Nominalismo autofágico: pratica de trocar os nomes para manter os hábitos e crenças inalterados. O nominalismo autofágico é praticado tanto em nível institucional quanto nas relações interpessoais. Esta mesma “conceitografia” é escrita com esta prática metodológica de gerar nomes.
Presunção de boa-fé do acusador: (conceito roubado, ou melhor, expropriado pelas costas de Luiz Fernando Veríssimo) a Operação Lava-Jato inaugurou a ideia de que provas obtidas de formas ilegais são válidas, desde que em ação de boa-fé. Deste modo a promotoria tem carta branca para, seguindo seu coração puro, obter provas e divulgá-las junto aos órgãos de imprensa que compartilham tal boa-fé.

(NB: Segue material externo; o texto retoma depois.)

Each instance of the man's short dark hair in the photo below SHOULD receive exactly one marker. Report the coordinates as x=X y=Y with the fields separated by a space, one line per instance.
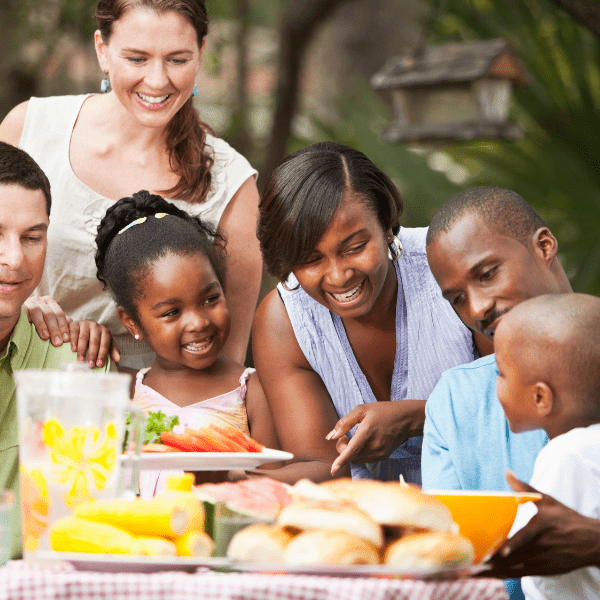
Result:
x=502 y=210
x=18 y=168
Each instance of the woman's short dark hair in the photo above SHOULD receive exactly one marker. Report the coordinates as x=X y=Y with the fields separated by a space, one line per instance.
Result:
x=303 y=193
x=124 y=257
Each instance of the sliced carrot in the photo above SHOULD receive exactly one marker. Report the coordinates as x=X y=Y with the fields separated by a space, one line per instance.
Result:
x=218 y=439
x=250 y=445
x=203 y=441
x=158 y=448
x=184 y=442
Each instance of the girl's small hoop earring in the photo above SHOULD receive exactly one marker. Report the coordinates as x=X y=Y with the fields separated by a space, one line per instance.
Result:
x=395 y=249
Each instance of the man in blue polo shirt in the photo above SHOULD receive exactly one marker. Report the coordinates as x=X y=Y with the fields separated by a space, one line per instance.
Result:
x=488 y=250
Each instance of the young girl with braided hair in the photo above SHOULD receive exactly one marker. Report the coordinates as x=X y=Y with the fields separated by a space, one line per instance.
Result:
x=166 y=270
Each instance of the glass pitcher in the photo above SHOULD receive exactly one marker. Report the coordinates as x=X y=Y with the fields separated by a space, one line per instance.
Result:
x=71 y=430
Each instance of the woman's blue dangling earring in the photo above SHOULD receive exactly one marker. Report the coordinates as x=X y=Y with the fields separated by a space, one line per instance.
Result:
x=395 y=249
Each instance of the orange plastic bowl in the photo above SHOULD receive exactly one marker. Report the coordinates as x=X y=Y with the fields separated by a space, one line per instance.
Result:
x=485 y=518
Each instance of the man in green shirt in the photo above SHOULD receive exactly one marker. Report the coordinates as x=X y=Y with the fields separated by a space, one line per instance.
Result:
x=24 y=218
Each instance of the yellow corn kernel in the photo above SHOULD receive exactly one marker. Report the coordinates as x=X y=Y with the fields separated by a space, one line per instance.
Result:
x=180 y=483
x=156 y=546
x=189 y=502
x=73 y=534
x=167 y=516
x=194 y=543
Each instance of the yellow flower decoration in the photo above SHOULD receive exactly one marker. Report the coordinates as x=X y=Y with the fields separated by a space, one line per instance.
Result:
x=83 y=458
x=35 y=506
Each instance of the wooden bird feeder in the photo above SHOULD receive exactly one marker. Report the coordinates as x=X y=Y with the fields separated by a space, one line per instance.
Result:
x=458 y=91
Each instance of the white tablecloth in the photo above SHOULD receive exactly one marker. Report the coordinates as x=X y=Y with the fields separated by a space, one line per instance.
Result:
x=20 y=580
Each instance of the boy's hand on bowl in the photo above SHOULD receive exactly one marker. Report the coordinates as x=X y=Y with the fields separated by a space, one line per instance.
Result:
x=555 y=541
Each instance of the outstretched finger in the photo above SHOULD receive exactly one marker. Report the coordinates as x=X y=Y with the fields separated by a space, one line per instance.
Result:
x=530 y=531
x=352 y=449
x=115 y=353
x=345 y=424
x=517 y=485
x=82 y=340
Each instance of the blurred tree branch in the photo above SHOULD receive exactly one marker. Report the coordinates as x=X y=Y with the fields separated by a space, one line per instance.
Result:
x=298 y=24
x=586 y=12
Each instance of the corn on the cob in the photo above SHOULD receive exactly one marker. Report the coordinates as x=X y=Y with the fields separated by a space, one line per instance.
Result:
x=73 y=534
x=180 y=483
x=171 y=514
x=156 y=546
x=195 y=543
x=190 y=503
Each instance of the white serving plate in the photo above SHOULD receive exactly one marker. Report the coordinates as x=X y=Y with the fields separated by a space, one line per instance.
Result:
x=204 y=461
x=111 y=563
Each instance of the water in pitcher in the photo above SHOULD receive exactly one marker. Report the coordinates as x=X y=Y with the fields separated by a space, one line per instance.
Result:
x=71 y=427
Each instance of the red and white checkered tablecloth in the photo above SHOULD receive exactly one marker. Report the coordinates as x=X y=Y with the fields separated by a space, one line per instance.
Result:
x=20 y=580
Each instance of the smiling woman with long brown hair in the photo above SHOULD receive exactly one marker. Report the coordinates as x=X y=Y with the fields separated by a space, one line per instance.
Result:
x=357 y=332
x=142 y=133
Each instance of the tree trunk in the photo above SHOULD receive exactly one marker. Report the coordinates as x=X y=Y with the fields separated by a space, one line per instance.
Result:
x=298 y=25
x=240 y=134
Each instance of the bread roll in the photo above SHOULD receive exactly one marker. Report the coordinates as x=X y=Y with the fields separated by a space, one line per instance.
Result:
x=326 y=547
x=390 y=503
x=259 y=543
x=429 y=550
x=306 y=514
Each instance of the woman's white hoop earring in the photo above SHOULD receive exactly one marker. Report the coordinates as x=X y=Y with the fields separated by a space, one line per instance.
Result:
x=287 y=289
x=395 y=249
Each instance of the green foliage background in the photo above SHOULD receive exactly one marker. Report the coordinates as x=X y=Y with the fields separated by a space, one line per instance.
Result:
x=556 y=166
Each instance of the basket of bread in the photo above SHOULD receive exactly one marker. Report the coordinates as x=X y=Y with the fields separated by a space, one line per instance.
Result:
x=356 y=522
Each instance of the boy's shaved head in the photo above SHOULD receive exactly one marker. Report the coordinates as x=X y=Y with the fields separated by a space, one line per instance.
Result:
x=556 y=338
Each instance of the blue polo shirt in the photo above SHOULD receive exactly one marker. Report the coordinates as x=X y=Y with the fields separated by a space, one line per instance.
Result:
x=467 y=444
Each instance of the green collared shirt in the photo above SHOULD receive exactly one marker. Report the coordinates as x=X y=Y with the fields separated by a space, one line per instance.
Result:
x=25 y=350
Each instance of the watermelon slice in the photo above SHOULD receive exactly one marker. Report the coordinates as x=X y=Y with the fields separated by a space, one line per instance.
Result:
x=261 y=498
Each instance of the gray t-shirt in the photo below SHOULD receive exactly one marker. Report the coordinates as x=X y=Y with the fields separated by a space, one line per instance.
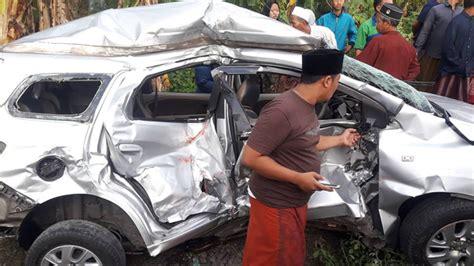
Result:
x=287 y=131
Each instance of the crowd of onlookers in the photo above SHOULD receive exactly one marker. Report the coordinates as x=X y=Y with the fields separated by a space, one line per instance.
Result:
x=442 y=52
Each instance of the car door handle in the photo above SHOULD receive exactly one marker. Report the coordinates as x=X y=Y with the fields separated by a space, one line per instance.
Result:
x=130 y=148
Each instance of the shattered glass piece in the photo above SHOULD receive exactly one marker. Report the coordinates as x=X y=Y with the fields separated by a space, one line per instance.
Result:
x=379 y=79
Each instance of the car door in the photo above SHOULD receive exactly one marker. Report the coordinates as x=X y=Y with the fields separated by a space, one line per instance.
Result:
x=352 y=169
x=172 y=156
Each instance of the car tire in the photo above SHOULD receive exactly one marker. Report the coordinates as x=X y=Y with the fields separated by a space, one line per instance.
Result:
x=84 y=240
x=435 y=227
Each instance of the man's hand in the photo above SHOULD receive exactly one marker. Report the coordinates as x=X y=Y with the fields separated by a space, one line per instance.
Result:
x=309 y=182
x=350 y=137
x=348 y=48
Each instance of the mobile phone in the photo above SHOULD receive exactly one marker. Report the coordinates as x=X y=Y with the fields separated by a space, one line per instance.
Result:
x=330 y=185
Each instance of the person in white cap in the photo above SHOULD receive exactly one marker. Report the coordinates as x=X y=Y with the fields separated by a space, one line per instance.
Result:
x=305 y=21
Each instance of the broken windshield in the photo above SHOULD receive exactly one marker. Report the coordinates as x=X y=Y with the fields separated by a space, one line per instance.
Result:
x=365 y=73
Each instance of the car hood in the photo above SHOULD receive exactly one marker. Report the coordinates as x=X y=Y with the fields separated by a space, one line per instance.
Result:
x=151 y=29
x=457 y=109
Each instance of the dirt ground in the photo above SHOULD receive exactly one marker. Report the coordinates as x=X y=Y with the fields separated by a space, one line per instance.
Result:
x=228 y=253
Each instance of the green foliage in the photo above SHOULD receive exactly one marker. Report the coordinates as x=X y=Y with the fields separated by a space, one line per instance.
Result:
x=353 y=252
x=182 y=80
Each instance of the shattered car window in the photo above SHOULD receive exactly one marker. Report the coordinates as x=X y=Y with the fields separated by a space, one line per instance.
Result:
x=387 y=83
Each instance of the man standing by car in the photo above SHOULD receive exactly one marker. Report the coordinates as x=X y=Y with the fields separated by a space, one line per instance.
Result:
x=430 y=39
x=368 y=29
x=457 y=64
x=283 y=152
x=390 y=52
x=342 y=24
x=304 y=20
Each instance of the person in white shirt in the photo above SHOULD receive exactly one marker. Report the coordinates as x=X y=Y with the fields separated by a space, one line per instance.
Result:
x=305 y=21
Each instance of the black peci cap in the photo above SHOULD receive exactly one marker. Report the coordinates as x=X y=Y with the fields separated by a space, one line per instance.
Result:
x=391 y=12
x=322 y=62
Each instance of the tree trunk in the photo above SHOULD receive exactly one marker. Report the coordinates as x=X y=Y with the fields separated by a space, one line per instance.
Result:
x=59 y=14
x=20 y=19
x=3 y=21
x=44 y=15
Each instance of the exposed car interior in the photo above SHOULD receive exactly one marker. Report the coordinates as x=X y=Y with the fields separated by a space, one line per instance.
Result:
x=154 y=101
x=58 y=97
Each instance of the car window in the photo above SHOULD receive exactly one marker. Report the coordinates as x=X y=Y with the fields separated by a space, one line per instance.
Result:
x=365 y=73
x=277 y=83
x=177 y=95
x=61 y=97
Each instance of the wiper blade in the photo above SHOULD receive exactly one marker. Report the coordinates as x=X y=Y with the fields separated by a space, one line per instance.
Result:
x=446 y=116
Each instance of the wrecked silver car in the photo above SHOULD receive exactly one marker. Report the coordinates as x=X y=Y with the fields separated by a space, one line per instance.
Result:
x=97 y=159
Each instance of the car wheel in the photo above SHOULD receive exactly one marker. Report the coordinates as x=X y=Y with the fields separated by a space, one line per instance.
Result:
x=76 y=242
x=439 y=231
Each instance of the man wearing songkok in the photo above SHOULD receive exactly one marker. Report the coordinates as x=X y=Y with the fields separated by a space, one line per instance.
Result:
x=304 y=20
x=286 y=162
x=342 y=24
x=456 y=78
x=429 y=42
x=368 y=29
x=390 y=52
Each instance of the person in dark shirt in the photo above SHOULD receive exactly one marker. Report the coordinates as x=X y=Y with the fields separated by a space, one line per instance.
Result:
x=286 y=162
x=430 y=39
x=368 y=30
x=457 y=61
x=390 y=52
x=418 y=24
x=271 y=9
x=204 y=79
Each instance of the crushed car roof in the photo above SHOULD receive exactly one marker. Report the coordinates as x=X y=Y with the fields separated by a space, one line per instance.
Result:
x=139 y=30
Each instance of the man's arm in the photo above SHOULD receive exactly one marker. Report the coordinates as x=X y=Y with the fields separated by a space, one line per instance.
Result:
x=413 y=68
x=272 y=130
x=266 y=166
x=450 y=54
x=351 y=35
x=425 y=31
x=361 y=40
x=348 y=138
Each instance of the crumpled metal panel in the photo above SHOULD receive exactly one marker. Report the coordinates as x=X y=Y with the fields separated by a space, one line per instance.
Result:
x=162 y=27
x=349 y=168
x=420 y=154
x=179 y=164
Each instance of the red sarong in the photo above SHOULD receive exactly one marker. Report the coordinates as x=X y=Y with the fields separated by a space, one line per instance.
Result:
x=275 y=236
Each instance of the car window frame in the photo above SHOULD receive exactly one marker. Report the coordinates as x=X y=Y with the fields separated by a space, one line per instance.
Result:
x=131 y=100
x=85 y=116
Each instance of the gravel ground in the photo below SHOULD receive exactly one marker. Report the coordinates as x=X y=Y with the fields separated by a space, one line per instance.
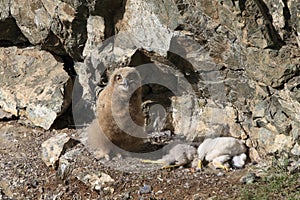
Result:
x=25 y=176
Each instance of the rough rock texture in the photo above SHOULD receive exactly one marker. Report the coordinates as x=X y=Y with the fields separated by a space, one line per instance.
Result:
x=34 y=85
x=233 y=65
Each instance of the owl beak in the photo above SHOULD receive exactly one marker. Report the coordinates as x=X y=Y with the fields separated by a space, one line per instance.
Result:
x=125 y=83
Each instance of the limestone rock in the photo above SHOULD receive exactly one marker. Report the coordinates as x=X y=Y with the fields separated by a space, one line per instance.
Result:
x=95 y=33
x=66 y=163
x=33 y=85
x=150 y=23
x=54 y=147
x=4 y=8
x=32 y=18
x=95 y=180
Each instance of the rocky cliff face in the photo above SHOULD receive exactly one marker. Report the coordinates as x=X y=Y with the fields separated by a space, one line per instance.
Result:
x=216 y=67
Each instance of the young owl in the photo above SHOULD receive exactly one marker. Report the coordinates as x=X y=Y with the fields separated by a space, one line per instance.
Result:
x=119 y=118
x=220 y=150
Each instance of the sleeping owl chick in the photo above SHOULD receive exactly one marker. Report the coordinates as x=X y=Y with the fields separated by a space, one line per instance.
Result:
x=220 y=150
x=119 y=118
x=178 y=155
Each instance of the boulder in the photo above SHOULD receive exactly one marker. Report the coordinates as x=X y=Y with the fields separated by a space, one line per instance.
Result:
x=33 y=85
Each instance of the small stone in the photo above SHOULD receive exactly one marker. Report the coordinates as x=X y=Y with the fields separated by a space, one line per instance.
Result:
x=249 y=178
x=53 y=148
x=145 y=189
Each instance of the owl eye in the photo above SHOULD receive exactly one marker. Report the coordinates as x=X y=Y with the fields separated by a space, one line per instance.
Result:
x=118 y=77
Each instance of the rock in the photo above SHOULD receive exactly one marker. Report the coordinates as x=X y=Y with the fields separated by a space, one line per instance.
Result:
x=35 y=85
x=151 y=30
x=5 y=115
x=66 y=162
x=295 y=167
x=55 y=147
x=95 y=34
x=145 y=189
x=211 y=121
x=254 y=155
x=95 y=180
x=296 y=149
x=32 y=18
x=249 y=178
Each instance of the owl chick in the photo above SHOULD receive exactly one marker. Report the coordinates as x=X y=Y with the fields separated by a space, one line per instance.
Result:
x=220 y=150
x=119 y=117
x=178 y=155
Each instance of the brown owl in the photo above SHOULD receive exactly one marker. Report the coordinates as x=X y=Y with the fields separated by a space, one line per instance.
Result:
x=119 y=117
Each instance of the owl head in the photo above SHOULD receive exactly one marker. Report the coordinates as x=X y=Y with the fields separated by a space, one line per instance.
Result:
x=125 y=81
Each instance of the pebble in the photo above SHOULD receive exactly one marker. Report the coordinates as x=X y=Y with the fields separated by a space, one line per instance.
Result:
x=145 y=189
x=249 y=178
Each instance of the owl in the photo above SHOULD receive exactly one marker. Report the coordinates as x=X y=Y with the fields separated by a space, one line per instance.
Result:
x=119 y=119
x=220 y=150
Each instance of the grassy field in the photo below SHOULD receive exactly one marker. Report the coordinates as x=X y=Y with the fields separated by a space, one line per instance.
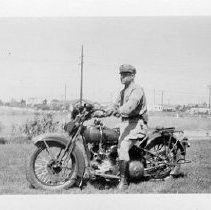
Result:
x=196 y=177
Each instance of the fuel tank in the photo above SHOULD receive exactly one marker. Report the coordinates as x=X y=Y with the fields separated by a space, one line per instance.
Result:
x=92 y=134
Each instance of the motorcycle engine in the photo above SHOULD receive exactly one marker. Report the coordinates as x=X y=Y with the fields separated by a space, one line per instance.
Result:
x=136 y=169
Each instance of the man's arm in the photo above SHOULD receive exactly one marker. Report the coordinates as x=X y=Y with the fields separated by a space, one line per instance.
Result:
x=132 y=103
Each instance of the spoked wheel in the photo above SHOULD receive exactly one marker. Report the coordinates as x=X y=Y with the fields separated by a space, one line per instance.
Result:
x=51 y=169
x=162 y=159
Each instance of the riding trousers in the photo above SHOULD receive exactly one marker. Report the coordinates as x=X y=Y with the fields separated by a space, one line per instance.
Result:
x=131 y=133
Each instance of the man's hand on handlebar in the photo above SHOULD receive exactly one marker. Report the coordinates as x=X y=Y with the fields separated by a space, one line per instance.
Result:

Salto triplo carpado hermenêutico: o ministro do Supremo Ayres Brito, em 2010, ao se referir a uma manobra que buscava tomar como inconstitucional a Lei de Ficha Limpa inventou este termo para designar o que parecia ser uma técnica jurídica de interpretação que torcia o texto de um modo tão surpreendente quanto os saltos no exercício de solo da ginasta brasileira Daiane dos Santos. De lá para cá este tipo de manobra interpretativa tornou-se cada vez mais comum e complexa, em um processo de judicialização da política no qual o poder judiciário tomou o centro do palco institucional. Se juízes de primeira instância se consideram por vezes deuses, os ministros dos órgãos superiores mostraram-se capazes de ocupar um lugar de poder cabalístico. Se todos são iguais perante a lei, a lei não é igual perante os homens.
Marcos Carvalho Lopes
Pós-doutorando em Literatura, Cultura e Contemporaneidade pela PUC-RJ; doutor em Filosofia pela Universidade Federal do Rio de Janeiro, mestre em Filosofia pela Universidade Federal de Goiás e Licenciatura em Filosofia pela Universidade Federal de Goiás. Atualmente é professor na Universidade da Integração Internacional da Lusofonia Afro-Brasileira (UNILAB). Autor de Canção, estética e política: ensaios legionários (mercado de letras, 2012) e Máquina do Medo (PUCGO, 2013); organizou em parceria com Ronie Silveira a coletânea Religiosidade brasileira e filosofia (Editora Fi, 2016). .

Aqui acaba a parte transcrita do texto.